BIOSCI Administrator (biosci-help at net.bio.net) wrote:
: In Part 1 we explained the advantages of news over e-mail and why you
: should make the investment to switch.  Among other things, this makes
: it easier to ignore the growing morass of garbage on the net, but it
: does not eliminate it.  This message deals with that challenge.

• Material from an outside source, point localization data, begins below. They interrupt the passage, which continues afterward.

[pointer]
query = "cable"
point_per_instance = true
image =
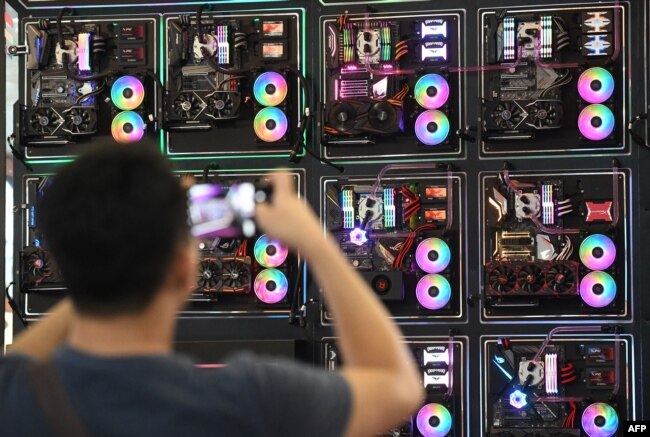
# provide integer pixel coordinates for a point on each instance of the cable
(85, 97)
(636, 137)
(59, 26)
(199, 24)
(14, 305)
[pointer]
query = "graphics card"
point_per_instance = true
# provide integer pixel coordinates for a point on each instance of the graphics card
(237, 76)
(255, 276)
(404, 235)
(536, 64)
(390, 87)
(557, 386)
(86, 80)
(556, 245)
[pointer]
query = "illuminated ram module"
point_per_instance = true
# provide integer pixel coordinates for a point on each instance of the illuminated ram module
(548, 210)
(347, 207)
(509, 44)
(223, 47)
(546, 37)
(389, 208)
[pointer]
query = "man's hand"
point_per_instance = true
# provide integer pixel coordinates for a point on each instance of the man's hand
(287, 218)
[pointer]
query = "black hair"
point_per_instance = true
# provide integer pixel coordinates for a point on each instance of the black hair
(113, 220)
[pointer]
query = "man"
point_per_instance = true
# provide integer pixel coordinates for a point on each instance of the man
(116, 223)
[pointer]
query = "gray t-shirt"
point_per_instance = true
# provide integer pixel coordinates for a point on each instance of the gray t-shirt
(168, 396)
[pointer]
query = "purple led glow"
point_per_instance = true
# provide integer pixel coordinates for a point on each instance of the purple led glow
(434, 420)
(518, 399)
(433, 255)
(597, 252)
(433, 291)
(358, 236)
(598, 289)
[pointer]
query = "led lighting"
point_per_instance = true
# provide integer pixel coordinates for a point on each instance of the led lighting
(518, 399)
(358, 236)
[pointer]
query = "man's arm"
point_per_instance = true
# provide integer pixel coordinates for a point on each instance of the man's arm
(43, 338)
(378, 367)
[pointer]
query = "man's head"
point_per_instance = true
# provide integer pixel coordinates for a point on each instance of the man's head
(115, 221)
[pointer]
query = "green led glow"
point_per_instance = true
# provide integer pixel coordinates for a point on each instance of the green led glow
(302, 67)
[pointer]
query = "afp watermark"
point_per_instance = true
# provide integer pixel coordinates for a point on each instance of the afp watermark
(636, 428)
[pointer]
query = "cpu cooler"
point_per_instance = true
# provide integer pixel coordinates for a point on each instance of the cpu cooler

: Moderating the newsgroups would mean changing them so that only
: preapproved messages would be distributed.  This raise a number of hot
: issues immediately:

: (1) Do readers even want the newsgroups moderated????
: (2) Freedom of speech!!!  This proposal sounds like fascism on the net.
: (3) Who will do the moderating?  More importantly, who has the time??!!!
: (4) What will be the criteria used to approve messages for posting??
: (5) How will this change be implemented without causing network
:     problems?

: First, if we go ahead with this proposal, we will probably seek
: blanket approval to moderate all of the bionet newsgroups, but allow
: each group the option to bow out if the discussion leader believes
: that it is the consensus of the group to stay completely open.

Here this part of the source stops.